Georgia driver’s agency shares biometric, biographical data searches with immigration officials
Georgia’s Department of Driver’s Services has delivered sensitive information such as biometric facial recognition searches to authorities, including Immigration and Customs Enforcement (ICE), reports NBC News citing an open records request.
The department received over 250 requests from ICE and other agencies between September 2017 and June 2019, advocacy groups claim. The Georgia Latino Alliance for Human Rights (GLAHR), Project South and Innovation Law Lab accuse the department of processing the requests without asking for additional proof of illegal activity, a warrant or a detainer.
“It’s also alarming that Georgia law is so broad in allowing this to happen,” Priyanka Bhatt, a staff attorney of Project South, told NBC News. “Law enforcement or ICE doesn’t even need to have an actual valid reason to obtain this information, they need an alleged belief that there might be unlawful activity happening and that is such a horribly low bar.”
A lawsuit was filed against ICE following accusations that it did not release records on data collection.
“ICE’s use of facial recognition technology is primarily used by Homeland Security Investigations (HSI) special agents investigating child exploitation, human trafficking and other cases that HSI special agents investigate,” the agency told NBC News. “HSI’s work to combat online child sexual exploitation and human trafficking has been widely recognized by law enforcement agencies around the world, and facial recognition technology is critical to identifying the perpetrators of these crimes.”
The agency did not comment on the lawsuit, but added that it “does not routinely use facial recognition technology for civil immigration enforcement.”
Georgia’s Department of Driver’s Services confirmed delivering data to law enforcement if a request is made, but denies ICE requesting or the department providing direct access to the driver’s licenses database.
According to GLAHR, the department released details about addresses, photos, vehicles and documents residents provided when applying for a license.
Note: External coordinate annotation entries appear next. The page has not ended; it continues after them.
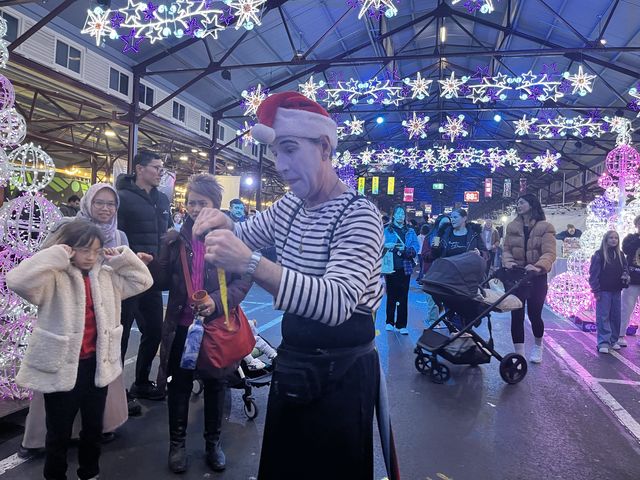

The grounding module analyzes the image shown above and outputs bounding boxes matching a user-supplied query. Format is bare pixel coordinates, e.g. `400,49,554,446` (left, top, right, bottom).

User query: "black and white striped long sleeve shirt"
235,191,383,326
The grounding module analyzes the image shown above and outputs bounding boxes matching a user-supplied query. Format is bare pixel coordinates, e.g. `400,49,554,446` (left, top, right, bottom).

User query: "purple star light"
120,28,144,53
111,12,124,28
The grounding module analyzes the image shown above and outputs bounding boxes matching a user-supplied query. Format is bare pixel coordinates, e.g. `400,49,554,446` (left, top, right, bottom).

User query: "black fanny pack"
271,342,374,405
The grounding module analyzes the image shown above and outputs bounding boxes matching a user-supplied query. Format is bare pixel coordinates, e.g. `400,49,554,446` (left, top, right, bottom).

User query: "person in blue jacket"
384,206,420,335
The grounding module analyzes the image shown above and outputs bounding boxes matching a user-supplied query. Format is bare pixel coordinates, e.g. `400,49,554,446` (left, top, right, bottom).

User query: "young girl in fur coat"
7,220,153,480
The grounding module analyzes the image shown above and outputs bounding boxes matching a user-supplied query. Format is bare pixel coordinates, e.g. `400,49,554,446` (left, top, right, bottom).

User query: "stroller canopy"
422,252,486,298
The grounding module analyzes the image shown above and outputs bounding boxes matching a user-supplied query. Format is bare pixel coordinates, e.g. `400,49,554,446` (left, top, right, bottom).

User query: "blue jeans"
596,291,621,347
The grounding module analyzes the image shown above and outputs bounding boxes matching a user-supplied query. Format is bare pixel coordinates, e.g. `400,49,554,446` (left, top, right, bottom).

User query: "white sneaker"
247,358,266,372
529,345,542,363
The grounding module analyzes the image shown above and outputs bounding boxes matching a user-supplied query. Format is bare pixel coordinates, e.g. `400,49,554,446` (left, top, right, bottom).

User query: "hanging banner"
484,178,493,198
371,177,380,195
403,187,413,202
464,191,480,203
502,178,511,198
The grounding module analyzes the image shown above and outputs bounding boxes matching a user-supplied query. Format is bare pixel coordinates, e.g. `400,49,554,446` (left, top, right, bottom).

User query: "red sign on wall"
404,187,413,202
464,191,480,203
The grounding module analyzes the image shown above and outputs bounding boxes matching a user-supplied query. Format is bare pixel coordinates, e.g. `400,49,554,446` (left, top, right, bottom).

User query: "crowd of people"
7,92,640,480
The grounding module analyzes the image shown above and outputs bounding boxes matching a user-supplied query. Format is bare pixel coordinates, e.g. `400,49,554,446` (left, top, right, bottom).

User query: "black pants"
167,326,226,443
385,269,411,328
258,348,380,480
122,291,162,385
44,357,107,480
511,275,548,343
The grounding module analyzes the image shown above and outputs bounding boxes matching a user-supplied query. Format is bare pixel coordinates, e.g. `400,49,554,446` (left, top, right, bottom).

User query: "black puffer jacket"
116,175,171,258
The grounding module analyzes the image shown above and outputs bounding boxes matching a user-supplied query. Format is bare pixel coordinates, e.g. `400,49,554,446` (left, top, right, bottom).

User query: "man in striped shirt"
194,92,383,480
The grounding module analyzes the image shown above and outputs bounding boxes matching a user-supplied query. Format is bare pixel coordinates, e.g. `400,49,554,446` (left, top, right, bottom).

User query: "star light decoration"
80,0,267,53
438,114,469,142
513,111,631,142
241,84,269,117
402,112,430,140
333,146,546,173
353,0,398,20
403,72,433,100
298,75,326,102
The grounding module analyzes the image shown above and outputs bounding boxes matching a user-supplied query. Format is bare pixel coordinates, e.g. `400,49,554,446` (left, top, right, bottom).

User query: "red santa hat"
251,92,338,148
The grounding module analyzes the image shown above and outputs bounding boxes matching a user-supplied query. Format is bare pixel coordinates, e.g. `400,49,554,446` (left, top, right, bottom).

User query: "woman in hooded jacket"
18,183,150,458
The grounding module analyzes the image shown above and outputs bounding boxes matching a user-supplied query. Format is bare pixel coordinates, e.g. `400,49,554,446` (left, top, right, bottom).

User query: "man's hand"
206,230,252,274
193,208,238,236
136,252,153,265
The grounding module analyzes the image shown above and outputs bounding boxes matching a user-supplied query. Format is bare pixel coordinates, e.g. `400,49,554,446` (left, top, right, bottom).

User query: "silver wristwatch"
242,252,262,280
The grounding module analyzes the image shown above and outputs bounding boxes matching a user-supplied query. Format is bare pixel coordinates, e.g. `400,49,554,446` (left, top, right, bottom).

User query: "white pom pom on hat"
251,92,338,148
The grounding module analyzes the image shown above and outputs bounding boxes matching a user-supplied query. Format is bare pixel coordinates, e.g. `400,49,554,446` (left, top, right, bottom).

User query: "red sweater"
80,275,98,360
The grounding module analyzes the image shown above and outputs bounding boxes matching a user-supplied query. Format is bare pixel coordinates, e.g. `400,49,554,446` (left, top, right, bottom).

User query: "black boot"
168,389,191,473
204,382,227,472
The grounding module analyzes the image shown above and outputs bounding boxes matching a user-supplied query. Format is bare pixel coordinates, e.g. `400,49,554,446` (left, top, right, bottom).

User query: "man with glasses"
117,151,171,400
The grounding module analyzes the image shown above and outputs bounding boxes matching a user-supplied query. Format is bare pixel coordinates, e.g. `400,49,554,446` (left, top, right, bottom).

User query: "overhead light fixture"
440,25,447,43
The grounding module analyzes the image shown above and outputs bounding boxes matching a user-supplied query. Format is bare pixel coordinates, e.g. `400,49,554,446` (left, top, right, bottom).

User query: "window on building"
173,100,185,122
216,123,224,142
138,84,156,107
109,68,129,95
200,115,211,135
0,12,18,43
56,40,81,73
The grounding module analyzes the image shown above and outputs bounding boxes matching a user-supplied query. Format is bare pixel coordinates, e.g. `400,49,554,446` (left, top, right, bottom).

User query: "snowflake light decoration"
438,72,466,99
564,65,596,97
403,72,433,100
547,272,592,317
402,112,430,140
358,0,398,20
299,75,325,102
241,84,269,117
344,116,364,135
80,7,114,46
438,115,469,142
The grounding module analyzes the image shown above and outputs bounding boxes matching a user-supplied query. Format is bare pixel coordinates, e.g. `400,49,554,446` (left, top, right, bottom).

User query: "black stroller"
415,253,529,384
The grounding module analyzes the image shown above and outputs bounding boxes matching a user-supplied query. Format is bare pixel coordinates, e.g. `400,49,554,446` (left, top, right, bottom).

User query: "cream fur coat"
7,245,153,393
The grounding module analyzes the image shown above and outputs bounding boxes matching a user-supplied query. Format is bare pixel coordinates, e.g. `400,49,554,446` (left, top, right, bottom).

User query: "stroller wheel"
500,353,527,385
431,363,451,383
415,353,433,374
244,398,258,420
191,378,204,395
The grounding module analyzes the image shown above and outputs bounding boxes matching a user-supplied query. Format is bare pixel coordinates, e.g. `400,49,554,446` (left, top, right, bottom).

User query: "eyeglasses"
74,247,104,257
145,165,166,175
91,200,118,210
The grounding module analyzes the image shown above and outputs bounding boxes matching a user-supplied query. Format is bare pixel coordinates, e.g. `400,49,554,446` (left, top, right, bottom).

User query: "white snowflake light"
80,7,115,46
241,84,267,117
403,72,433,100
402,112,430,140
533,150,562,172
438,115,469,142
438,72,465,98
344,116,364,135
299,75,325,102
564,65,596,97
358,0,398,20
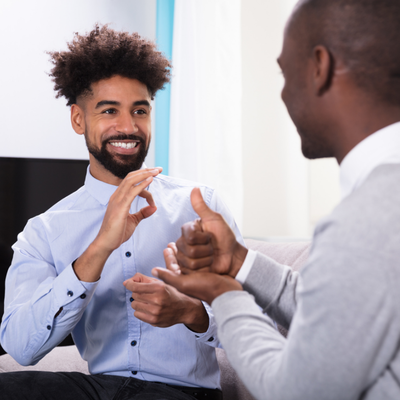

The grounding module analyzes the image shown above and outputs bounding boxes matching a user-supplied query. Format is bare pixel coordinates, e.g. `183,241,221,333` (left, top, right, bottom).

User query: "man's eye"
133,110,146,115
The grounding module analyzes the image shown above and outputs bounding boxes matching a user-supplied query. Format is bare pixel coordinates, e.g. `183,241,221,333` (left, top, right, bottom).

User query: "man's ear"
313,46,334,96
71,104,85,135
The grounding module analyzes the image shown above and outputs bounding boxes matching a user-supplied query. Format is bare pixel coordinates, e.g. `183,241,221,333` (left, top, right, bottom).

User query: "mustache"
102,134,146,146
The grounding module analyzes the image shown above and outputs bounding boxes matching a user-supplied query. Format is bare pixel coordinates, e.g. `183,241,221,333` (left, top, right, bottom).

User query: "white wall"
241,0,339,238
0,0,156,164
The advocacy group claims ICE sent at least three requests to process images with facial recognition software, and gives the example of Facebook photos an officer would send to be matched.
GLAHR expressed concerns not only about privacy, but also about alleged bias and false positives that led to people being detained.
Undocumented immigrants do not receive a license in Georgia; however, the searches would process citizens and individuals with legal status.
Georgia is not the only U.S. state identified to be delivering information to immigration services.
According to The Washington Post, ICE use facial recognition search on Maryland driver’s licenses, including licenses of undocumented immigrants, without asking approval from the state.
A bill has since been introduced in the Maryland General Assembly asking ICE to obtain a warrant to gain access to the Maryland Image Repository System (MIRS) to run facial recognition searches.
Public records confirmed ICE had requested data in Utah, Vermont and Washington. Utah has also suggested limitations to facial image database access provided to the FBI, ICE and other federal agencies by state authorities.